Fourth, Ron Burgundy. You know, the character played by Will Ferrell in the film, “Anchorman.” After half a century of riding high, reporters are finally being “Ted Baxter-ed,” which is to say, everyone’s on to us. All our airs, all our pretensions, all our vanities—bonfired. I’m not a press-basher in the sense that I think reporters are deserving of being scourged, flogged, and drawn-and-quartered—certainly not drawn-and-quartered—but it was inevitable that the dialectical wheel would turn and that people, including us ourselves, would realize just how risible many of the journalistic canons truly are. To be sure, there’s still such a thing as truth, but Jonathan Swift could do a better job of revealing it three centuries ago; all he had was a quill pen. So it doesn’t take much to skewer the media, but now, the skewers have some heavy weapons—cameras of their own. Oh look—there’s Jon Stuart.

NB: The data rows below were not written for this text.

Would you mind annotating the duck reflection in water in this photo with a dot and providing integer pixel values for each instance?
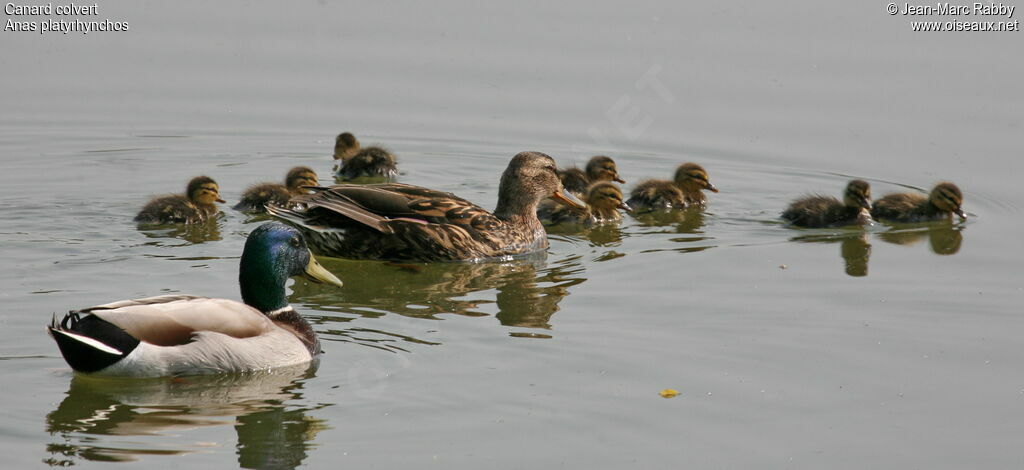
(94, 419)
(944, 238)
(854, 248)
(194, 233)
(525, 293)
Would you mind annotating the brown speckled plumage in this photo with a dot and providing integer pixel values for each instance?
(822, 211)
(686, 189)
(257, 197)
(196, 206)
(944, 200)
(404, 222)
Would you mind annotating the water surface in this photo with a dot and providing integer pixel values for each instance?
(891, 346)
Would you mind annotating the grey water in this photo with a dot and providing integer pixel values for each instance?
(884, 347)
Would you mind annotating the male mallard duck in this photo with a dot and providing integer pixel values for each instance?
(258, 196)
(404, 222)
(196, 206)
(600, 168)
(683, 191)
(354, 162)
(822, 211)
(603, 201)
(945, 199)
(184, 335)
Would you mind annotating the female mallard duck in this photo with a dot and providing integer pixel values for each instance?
(603, 201)
(944, 200)
(685, 190)
(185, 335)
(196, 206)
(822, 211)
(354, 162)
(257, 197)
(600, 168)
(404, 222)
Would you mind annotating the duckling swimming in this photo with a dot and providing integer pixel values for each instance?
(196, 206)
(354, 161)
(945, 199)
(600, 168)
(258, 196)
(684, 190)
(824, 211)
(394, 221)
(603, 201)
(186, 335)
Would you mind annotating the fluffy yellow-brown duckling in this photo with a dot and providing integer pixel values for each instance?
(823, 211)
(945, 199)
(345, 146)
(686, 189)
(196, 206)
(603, 201)
(599, 168)
(258, 196)
(355, 161)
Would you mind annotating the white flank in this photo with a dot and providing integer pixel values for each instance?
(91, 342)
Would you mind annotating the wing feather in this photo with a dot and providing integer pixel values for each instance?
(173, 319)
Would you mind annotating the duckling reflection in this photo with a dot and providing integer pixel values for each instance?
(525, 292)
(270, 433)
(944, 239)
(194, 233)
(854, 248)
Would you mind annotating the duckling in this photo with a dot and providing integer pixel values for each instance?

So where will it end? I suspect that in the future, the bloggers—who are to journalism what the VCR was to porn, the harbinger of cost-crash--will inherit much of the earth. That is, a lot of “journalism" will be done by anyone and everyone just reporting on whatever they see out his or her window. And if said window happens to overlook Iraq, or Laci Peterson, or anything else that could be construed as man-bites-dog, then that’ll be the “news” that’s available to us. Moreover, since everyone will be online with a computer, then “blogger” will become an even less exclusive term—it will be a synonym for “minimally media-savvy observer.” Now that’s democratization of the media. And then there’ll really be no such thing as a free lunch for reporters.

But of course, in some ways, this Blog New World will be really cool. I’m astonished by this the seeming infinity of blogs out there--fresh, intelligent, interactive content, thousands of people participating in a giant conversation. Thanks to blogging, the Net will become the neural pathway of our collective consciousness, as Neuromancer predicted two decades ago. It’s no longer a downward flow of information, it’s a circulatory system. And how do you get paid if you’re just another corpuscle?

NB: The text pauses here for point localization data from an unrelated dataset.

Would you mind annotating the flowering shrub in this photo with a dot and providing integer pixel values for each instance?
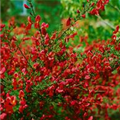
(42, 78)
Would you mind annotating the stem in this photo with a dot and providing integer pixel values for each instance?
(25, 57)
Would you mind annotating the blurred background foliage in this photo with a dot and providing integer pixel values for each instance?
(53, 11)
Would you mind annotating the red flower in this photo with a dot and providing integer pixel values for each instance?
(26, 6)
(2, 116)
(68, 22)
(83, 15)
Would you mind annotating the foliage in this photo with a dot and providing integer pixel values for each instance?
(47, 77)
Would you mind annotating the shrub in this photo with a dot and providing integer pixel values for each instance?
(42, 78)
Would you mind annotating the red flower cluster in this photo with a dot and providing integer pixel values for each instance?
(41, 78)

So who will get paid for opinions? I’m not the first one to say this, but pundits will be patronized—that is, they will receive stipends and subsidies from patrons, e.g. The Christian Science Monitor, NPR, al-Jazeera, Lyndon LaRouche, the Fortune 500, the Neocon Cabal.

And this future is coming: I see the headline on the dreaded Drudge Report today:


To be sure, one could take this as a criticism of this dull convention, even than as a criticism of the coverage. But the politicians are smarter than us: they’ve long since arranged their own system of stipends and subsidies, which get paid no matter how boring they might be.